Elon Musk’s Howard Beale moment this week—over re-opening of the Tesla factory in Fremont, California—has added yet another chapter to one of the most truly spectacular and riveting business careers in history.
Musk’s defiance of California governments’ stay-at-home orders also gives America’s governors even more to think about once they pivot from managing their own states’ stay-at-home orders to longer-term concerns about economic development.
Even before he indicated he may pull existing production out of California, Musk was dangling the prospect of putting a new pickup-truck plant in some other state as well. But while governors may want to bring Musk to a car show, a convention of the Planetary Society or even Thanksgiving dinner, will they actually want to extend hundreds of millions of dollars of tax breaks, infrastructure improvements, worker-training grants and other goodies to the most unpredictable CEO this side of Travis Kalanick?
When Tesla’s founder and CEO told the Alameda County health authorities to stick it, and that he was going to crank up production of Model 3’s again this week without their blessing, Musk far exceeded the chutzpah demonstrated by Beale, the fictional hero of the movie Network, who of course said, “I’m mad as hell, and I’m not going to take it anymore!”
“I will be on the line with everyone else,” Musk infamously tweeted on Monday in declaring that Tesla was “restarting production today against Alameda County rules.” He added, “If anyone is arrested, I ask that it only be me.”
Musk last week had railed at the county and state pandemic stay-at-home orders as “fascist” and “anti-democratic” and likened them to “forcibly imprisoning people in their homes.” In addition to what seemed to be his genuine concerns about civil liberties, of course there is the matter that his car-making company finally is on a profitable roll, and he stands to make a bundle personally if that can continue. At the same time, Musk was seeing that Midwestern governors and counties were giving the all-clear signal to legacy automakers including General Motors, Ford, Toyota and Honda to restart production as early as this week.
On Wednesday morning, the county relented, sort of, pretending to ignore Musk’s social-media outburst and the fact that the plant already was creaking back to life. “We will be working with the Fremont Police Department to verify Tesla is adhering to physical distancing,” the county said, “and that agreed-upon health and safety measures are in place for the safety of their workers as they prepare for full production.”

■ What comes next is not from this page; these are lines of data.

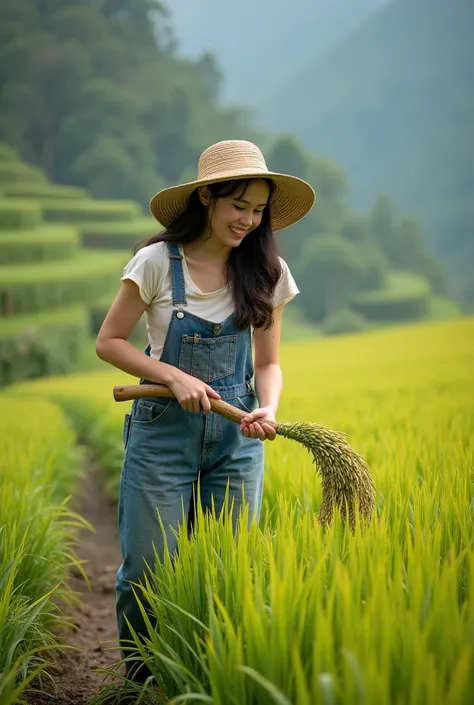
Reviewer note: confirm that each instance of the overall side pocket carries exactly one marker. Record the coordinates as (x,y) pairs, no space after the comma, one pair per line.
(126,429)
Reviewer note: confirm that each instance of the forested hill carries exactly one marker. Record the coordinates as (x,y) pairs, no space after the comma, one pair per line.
(393,104)
(97,95)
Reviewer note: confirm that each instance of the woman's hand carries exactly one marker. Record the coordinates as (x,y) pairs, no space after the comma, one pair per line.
(192,394)
(253,425)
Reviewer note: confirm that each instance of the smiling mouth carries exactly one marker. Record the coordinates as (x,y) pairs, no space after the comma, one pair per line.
(237,231)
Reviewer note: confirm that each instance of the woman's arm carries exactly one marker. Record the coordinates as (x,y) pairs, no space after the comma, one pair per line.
(268,379)
(113,347)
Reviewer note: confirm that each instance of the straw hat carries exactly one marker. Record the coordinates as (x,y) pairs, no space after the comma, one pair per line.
(291,200)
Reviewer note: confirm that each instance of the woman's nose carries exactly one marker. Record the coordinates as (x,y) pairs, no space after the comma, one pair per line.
(246,220)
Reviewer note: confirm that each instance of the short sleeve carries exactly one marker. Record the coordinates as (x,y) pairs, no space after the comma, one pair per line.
(146,270)
(286,289)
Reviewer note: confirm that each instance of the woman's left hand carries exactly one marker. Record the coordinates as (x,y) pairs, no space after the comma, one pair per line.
(253,425)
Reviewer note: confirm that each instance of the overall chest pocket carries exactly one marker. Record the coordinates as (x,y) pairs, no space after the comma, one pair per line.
(209,359)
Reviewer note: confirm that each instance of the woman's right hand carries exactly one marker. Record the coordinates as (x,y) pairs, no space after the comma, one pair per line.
(192,394)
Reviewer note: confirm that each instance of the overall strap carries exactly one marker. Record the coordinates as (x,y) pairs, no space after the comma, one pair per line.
(177,276)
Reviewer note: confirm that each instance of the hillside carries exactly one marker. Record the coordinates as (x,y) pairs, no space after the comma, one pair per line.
(392,103)
(261,42)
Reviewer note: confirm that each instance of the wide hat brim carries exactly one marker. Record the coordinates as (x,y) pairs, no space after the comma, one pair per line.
(291,200)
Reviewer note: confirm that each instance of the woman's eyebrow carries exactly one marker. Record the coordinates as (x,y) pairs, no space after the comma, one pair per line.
(242,200)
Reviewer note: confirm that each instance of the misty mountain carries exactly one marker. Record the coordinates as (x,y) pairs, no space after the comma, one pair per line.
(259,42)
(393,103)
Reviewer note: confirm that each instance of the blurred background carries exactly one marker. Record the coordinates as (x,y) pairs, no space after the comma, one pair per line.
(104,102)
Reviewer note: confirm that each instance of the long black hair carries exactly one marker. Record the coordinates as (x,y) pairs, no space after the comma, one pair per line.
(253,268)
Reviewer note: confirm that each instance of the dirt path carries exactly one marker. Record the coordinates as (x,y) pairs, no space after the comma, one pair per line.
(96,633)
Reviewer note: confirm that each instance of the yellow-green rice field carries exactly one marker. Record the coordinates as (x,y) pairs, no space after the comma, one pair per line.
(290,612)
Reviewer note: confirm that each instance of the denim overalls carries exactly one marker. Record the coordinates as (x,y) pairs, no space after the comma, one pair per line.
(167,448)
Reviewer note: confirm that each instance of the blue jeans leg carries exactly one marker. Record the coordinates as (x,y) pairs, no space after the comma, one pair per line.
(158,475)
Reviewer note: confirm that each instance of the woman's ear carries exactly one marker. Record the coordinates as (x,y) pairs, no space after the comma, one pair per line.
(204,195)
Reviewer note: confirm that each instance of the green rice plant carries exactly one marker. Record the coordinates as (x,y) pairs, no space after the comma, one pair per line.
(8,153)
(36,288)
(39,465)
(18,214)
(39,245)
(292,612)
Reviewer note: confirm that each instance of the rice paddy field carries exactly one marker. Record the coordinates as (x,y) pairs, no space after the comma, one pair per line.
(289,612)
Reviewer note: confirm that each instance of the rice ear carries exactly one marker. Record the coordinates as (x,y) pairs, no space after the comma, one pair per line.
(347,483)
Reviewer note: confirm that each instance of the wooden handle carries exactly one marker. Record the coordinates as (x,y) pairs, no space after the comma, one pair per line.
(142,391)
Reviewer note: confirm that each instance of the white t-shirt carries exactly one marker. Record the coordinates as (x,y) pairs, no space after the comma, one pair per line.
(150,270)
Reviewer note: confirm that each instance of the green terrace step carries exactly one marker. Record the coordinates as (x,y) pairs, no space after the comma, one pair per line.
(33,288)
(46,243)
(76,210)
(19,214)
(47,344)
(43,190)
(118,236)
(16,171)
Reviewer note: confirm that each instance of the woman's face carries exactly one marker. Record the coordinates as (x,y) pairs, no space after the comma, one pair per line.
(234,217)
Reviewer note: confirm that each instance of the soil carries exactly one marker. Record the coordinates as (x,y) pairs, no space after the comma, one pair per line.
(94,636)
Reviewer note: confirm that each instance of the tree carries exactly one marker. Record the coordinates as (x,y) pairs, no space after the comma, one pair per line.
(330,271)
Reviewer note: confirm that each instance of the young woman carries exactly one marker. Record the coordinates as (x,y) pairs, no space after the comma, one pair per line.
(213,289)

The Fremont plant once assembled Toyotas, and Musk initially retrofitted it for making his first electric cars even though California’s high taxes and heavy-handed regulatory approach have choked out many manufacturers over the years. But Musk has been chafing at authorities’ continued prohibition of output amid Covid-19 even as Tesla has been installing safety equipment and designing physical-distancing procedures for when the plant reopened. And last week, Tesla sued Alameda County.
Where the ears of governors—including California Governor Gavin Newsom—began perking up was the moment when Musk accompanied filing of the lawsuit with this tweet.
“Frankly, this is the final straw. Tesla will now move its HQ and future programs to Texas/Nevada immediately. If we even retain Fremont manufacturing at all, it will be dependent on how Tesla is treated in the future. Tesla is the last carmaker left in CA.”
Now, Texas, Nevada and perhaps other states can ponder the possibility of landing not only Tesla’s production of a new vehicle but also the assembly of some of its existing ones. And no governor can resist the economic-development allure of manufacturing facilities that occupy millions of square feet and create thousands of jobs – even if they’re tied to someone as mercurial, and indeed as other-worldly, as the founder of Tesla and SpaceX.
“Auto-assembly plants are so sought after because they bring a really high economic multiplier for jobs in the overall economy and downstream impacts for employees, at suppliers and on retail and service businesses,” said Bernard Swiecki, assistant director of the business group at the Center for Automotive Research in Ann Arbor, Michigan. “And development people believe that the right deal, with clawbacks [of financial incentives where earmarks aren’t reached], can expose them to fewer risks” from dealing with Tesla.